You can't use PSU core.
You can't transcode a frame range, always the whole movie is transcoded
Title needs to be copied on harddisk, no on-the-fly or DVD image transcoding possible.

3.2 Architecture overview

[ Content ] [ Top ]

A dvd::rip cluster consists of the following components:

A computer with a full dvd::rip and transcode installation, DVD access and local storage or access to a NFS server, where all files are stored.

A computer with a dvd::rip installation, but no GUI access and no transcode installation, where the cluster control daemon runs on. This may be the same computer as noted under 1 (which is usually the case).

An arbitrary number of computers with a full transcode installation, dvd::rip is not necessary here. These are the transcode nodes of the cluster.

The GUI dvd::rip computer and the transcode nodes must all have access to the project directory, shared via NFS or something similar. It doesn't make any difference which computer on the network is the NFS server.

The communication between the cluster control daemon and the transcode nodes is done via ssh. All transcode commands are calculated by the cluster control daemon and executed via ssh on the transcode nodes. dvd::rip assumes, that the cluster control computer has user key authentication based access to the nodes. That means, that no password needs to be given interactively.

This may be looking confusing, but in fact all the different services described here, can be distributed in arbitrary ways on your hardware. You can even use the cluster mode with one computer, which runs all services: dvd::rip GUI, cluster control daemon, transcode node (naturally using local data access). In this case you "misuse" the cluster mode as a comfortable job controller, which is in fact a regular use case, because dvd::rip has no specific job features besides this.
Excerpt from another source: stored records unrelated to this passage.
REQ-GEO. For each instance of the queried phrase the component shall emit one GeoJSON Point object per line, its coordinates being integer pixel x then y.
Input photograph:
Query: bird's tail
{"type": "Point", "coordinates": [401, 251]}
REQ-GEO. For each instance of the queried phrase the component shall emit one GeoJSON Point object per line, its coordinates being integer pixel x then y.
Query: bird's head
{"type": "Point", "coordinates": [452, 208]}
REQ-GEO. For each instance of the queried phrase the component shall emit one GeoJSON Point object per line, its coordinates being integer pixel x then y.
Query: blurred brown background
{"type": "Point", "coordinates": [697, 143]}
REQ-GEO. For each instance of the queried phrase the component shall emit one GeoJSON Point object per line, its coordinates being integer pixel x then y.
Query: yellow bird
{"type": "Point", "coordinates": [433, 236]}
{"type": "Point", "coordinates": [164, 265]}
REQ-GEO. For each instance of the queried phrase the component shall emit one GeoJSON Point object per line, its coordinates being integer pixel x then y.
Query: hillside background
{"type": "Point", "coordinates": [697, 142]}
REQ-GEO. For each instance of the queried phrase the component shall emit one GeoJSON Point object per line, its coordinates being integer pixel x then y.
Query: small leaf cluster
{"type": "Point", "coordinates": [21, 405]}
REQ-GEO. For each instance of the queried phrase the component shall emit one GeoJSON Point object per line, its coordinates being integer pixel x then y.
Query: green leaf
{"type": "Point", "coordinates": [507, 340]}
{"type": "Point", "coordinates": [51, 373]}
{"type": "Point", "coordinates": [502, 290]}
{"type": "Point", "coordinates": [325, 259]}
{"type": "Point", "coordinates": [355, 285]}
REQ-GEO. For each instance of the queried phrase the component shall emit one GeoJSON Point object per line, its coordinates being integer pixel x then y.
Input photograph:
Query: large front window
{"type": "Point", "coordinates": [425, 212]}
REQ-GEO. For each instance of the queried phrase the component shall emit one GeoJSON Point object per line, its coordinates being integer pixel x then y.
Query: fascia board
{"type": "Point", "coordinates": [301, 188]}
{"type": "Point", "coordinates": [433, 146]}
A typical two-node installation may look like this:

First computer runs services

dvd:rip GUI
dvd::rip cluster control daemon
transcode node with local storage access
NFS server

Second computer runs services

transcode node with NFS access to the project data

3.2.1 Security warning

Currently this cluster architecture has some serious security issues. Once you setup your cluster it's really easy using it, because there are no password prompts or similar access restrictions. The user key based ssh authentication enables everyone who has access to your cluster control daemon computer logging on the nodes, without having a password at all. This architecture has a small home network in mind, where these drawbacks are not relevant. If you think this is a real problem, you should consider creating special accounts for the dvd::rip cluster access, which are restricted to executing the transcode commands only. Or you should consider, not using the cluster mode of dvd::rip at all ;)

3.3 Network configuration

[ Content ] [ Top ]

3.3.1 Setup SSH

First you have to setup a proper ssh based communication between the cluster control daemon computer and the transcode nodes. There must be no interactive password authentication, because the cluster control daemon must be able to execute the commands without user interaction.

Please refer to your ssh documentation for details. This is a brief description of setting up a user key authentication for ssh and OpenSSH.

Login as the user who will run the cluster control daemon (on the corresponding computer) and check if this user has a public key:

  ls -l ~/.ssh/identity.pub

If the file is not present execute this command:

  ssh-keygen

and follow its instructions but press enter if you are asked for a password!

Now add the content of your ~/.ssh/identity.pub file to the ~/.ssh/authorized_keys file on each transcode node. After this you should be able to login from the cluster control computer to the node without being prompted for a password. If not, try 'ssh -v' to see, what's going wrong.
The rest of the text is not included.